Francisco Gonçalves tem 82 anos e, embora tenha muitas dificuldades de locomoção, tem uma lucidez invejável e boa-disposição para dar e vender. O antigo ferroviário recebeu O MIRANTE no Lar Sagrada Família, na Meia Via, onde reside a tempo inteiro e onde diz sentir-se em casa, acarinhado e bem tratado por todos. Foi na instituição que começou a sua aventura no artesanato. “As pessoas institucionalizadas passam o dia sentadas, a dormir ou a ver televisão. Quando aqui cheguei também me aconteceu. Mas rapidamente pensei que estava demasiado saudável mentalmente para passar assim os meus dias, então montei uma mesa de trabalho no meu quarto e passo lá oito horas diárias, fazendo só pausa para as refeições e para o período do telejornal, porque sou um viciado em notícias e em saber o que se passa no mundo” afirma, com um sorriso.

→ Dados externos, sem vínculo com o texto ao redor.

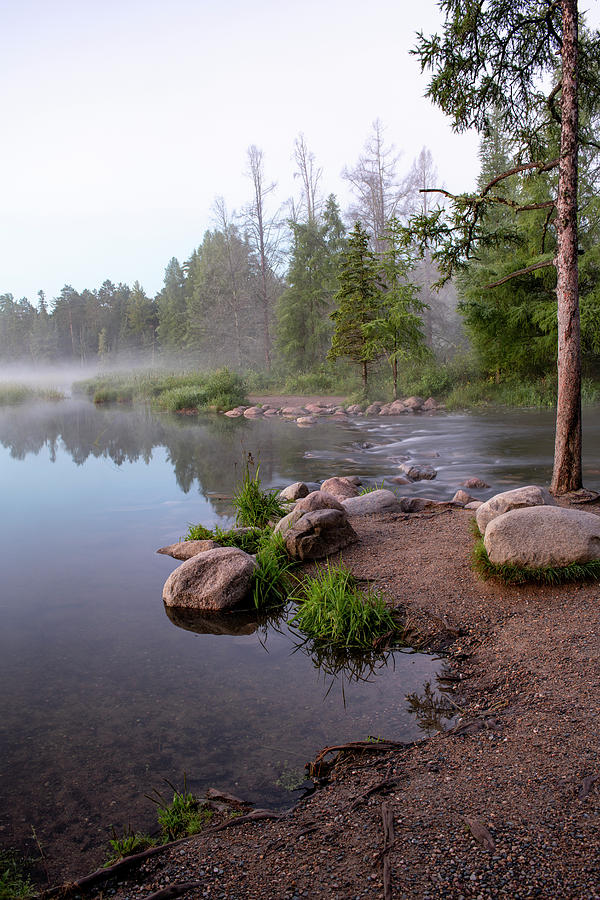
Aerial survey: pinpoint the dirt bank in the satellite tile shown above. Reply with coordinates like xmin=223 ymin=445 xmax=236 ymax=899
xmin=59 ymin=505 xmax=600 ymax=900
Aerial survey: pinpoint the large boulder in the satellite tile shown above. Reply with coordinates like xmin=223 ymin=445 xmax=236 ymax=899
xmin=321 ymin=476 xmax=358 ymax=500
xmin=342 ymin=489 xmax=402 ymax=516
xmin=156 ymin=541 xmax=219 ymax=559
xmin=475 ymin=484 xmax=556 ymax=534
xmin=273 ymin=507 xmax=305 ymax=535
xmin=480 ymin=506 xmax=600 ymax=568
xmin=279 ymin=481 xmax=308 ymax=501
xmin=399 ymin=463 xmax=437 ymax=481
xmin=165 ymin=606 xmax=260 ymax=635
xmin=163 ymin=547 xmax=256 ymax=612
xmin=294 ymin=491 xmax=344 ymax=513
xmin=284 ymin=509 xmax=358 ymax=559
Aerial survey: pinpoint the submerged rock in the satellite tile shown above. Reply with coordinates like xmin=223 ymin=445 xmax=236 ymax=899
xmin=460 ymin=478 xmax=489 ymax=490
xmin=484 ymin=506 xmax=600 ymax=568
xmin=156 ymin=541 xmax=219 ymax=559
xmin=279 ymin=481 xmax=308 ymax=500
xmin=475 ymin=484 xmax=557 ymax=534
xmin=165 ymin=606 xmax=259 ymax=635
xmin=342 ymin=489 xmax=402 ymax=516
xmin=284 ymin=509 xmax=358 ymax=559
xmin=163 ymin=547 xmax=256 ymax=611
xmin=321 ymin=476 xmax=358 ymax=500
xmin=294 ymin=491 xmax=344 ymax=512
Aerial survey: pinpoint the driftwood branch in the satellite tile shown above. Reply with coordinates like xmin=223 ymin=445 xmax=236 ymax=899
xmin=381 ymin=802 xmax=394 ymax=900
xmin=40 ymin=809 xmax=283 ymax=900
xmin=484 ymin=259 xmax=554 ymax=290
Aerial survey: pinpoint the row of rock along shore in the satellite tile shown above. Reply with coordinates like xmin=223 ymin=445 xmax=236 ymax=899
xmin=225 ymin=397 xmax=444 ymax=425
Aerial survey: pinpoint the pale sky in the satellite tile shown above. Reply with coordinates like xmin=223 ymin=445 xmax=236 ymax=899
xmin=0 ymin=0 xmax=600 ymax=302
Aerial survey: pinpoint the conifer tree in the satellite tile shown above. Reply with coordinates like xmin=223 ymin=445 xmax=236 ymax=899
xmin=328 ymin=222 xmax=381 ymax=396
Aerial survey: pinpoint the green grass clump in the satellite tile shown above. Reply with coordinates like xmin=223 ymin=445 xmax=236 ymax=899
xmin=252 ymin=529 xmax=295 ymax=611
xmin=289 ymin=563 xmax=399 ymax=650
xmin=0 ymin=850 xmax=34 ymax=900
xmin=106 ymin=827 xmax=156 ymax=866
xmin=73 ymin=369 xmax=246 ymax=412
xmin=0 ymin=382 xmax=65 ymax=406
xmin=184 ymin=525 xmax=264 ymax=553
xmin=471 ymin=525 xmax=600 ymax=585
xmin=233 ymin=457 xmax=287 ymax=528
xmin=146 ymin=775 xmax=213 ymax=842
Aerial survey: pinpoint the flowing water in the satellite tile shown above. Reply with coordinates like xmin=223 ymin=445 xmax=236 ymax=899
xmin=0 ymin=399 xmax=600 ymax=874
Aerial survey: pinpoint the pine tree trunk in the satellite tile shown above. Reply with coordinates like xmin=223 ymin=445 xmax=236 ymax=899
xmin=551 ymin=0 xmax=582 ymax=494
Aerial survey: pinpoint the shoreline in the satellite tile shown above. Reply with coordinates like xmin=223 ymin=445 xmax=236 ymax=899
xmin=57 ymin=504 xmax=600 ymax=900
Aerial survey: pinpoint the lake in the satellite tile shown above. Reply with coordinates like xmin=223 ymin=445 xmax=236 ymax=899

Aos 17 anos ingressou na escola de aprendizes da CP, onde passou mais de quatro décadas, nas funções de operário e instrutor. Aos 56 anos, idade com que se reformou devido a um antigo regime especial, encontrou uma nova paixão. Entrou na vida política e, ainda hoje, é o único político no Entroncamento que passou por todos os órgãos autárquicos, tendo terminado a sua carreira depois de cumprir um mandato como vice-presidente da Câmara Municipal do Entroncamento, era à época José Cunha o presidente do município, seu grande amigo. “Após a reforma da CP, cheguei a estar na direcção de seis colectividades ao mesmo tempo. Mas depois do primeiro mandato como vereador cansei-me. Vi muita maldade e coisas que não queria ver na política e entendi que aquilo não era para mim” desabafa. Entre a vida ferroviária e política, teve ainda uma passagem durante alguns anos por um escritório de arquitectura, onde adquiriu valências que ainda hoje lhe são úteis para auxiliar amigos em projectos de casas.
Além dos comboios, Francisco Gonçalves desenha retratos e paisagens e cria monumentos como castelos e cabines, algumas inspiradas nas que existem em Londres, capital de Inglaterra. Admite que a ideia de passar a reforma no café a jogar às cartas não lhe parecia produtiva e o artesanato funcionou como distracção. Já expôs nos dois lares da Sagrada Família, na Meia Via, e diz que todas as peças que cria oferece aos técnicos dos lares. No total já fez mais de 200 trabalhos.
No lar, ficou limitado ao material existente, sendo grande parte das peças feitas, actualmente, em cartão. No entanto, admite que nem assim reduz o trabalho porque tem de tirar as medidas de forma minuciosa, cortar, pintar e ter atenção aos detalhes. Em média, demora cerca de dois dias a fazer uma peça. A cabine telefónica de Londres, por exemplo, foi o trabalho mais demorado, mas um comboio em madeira que adaptou a calendário, com pequenos cubos numerados para assinalar o dia e o mês, é o trabalho que mais se distingue dos que ainda tem consigo e um dos que mais gozo lhe deu a fazer.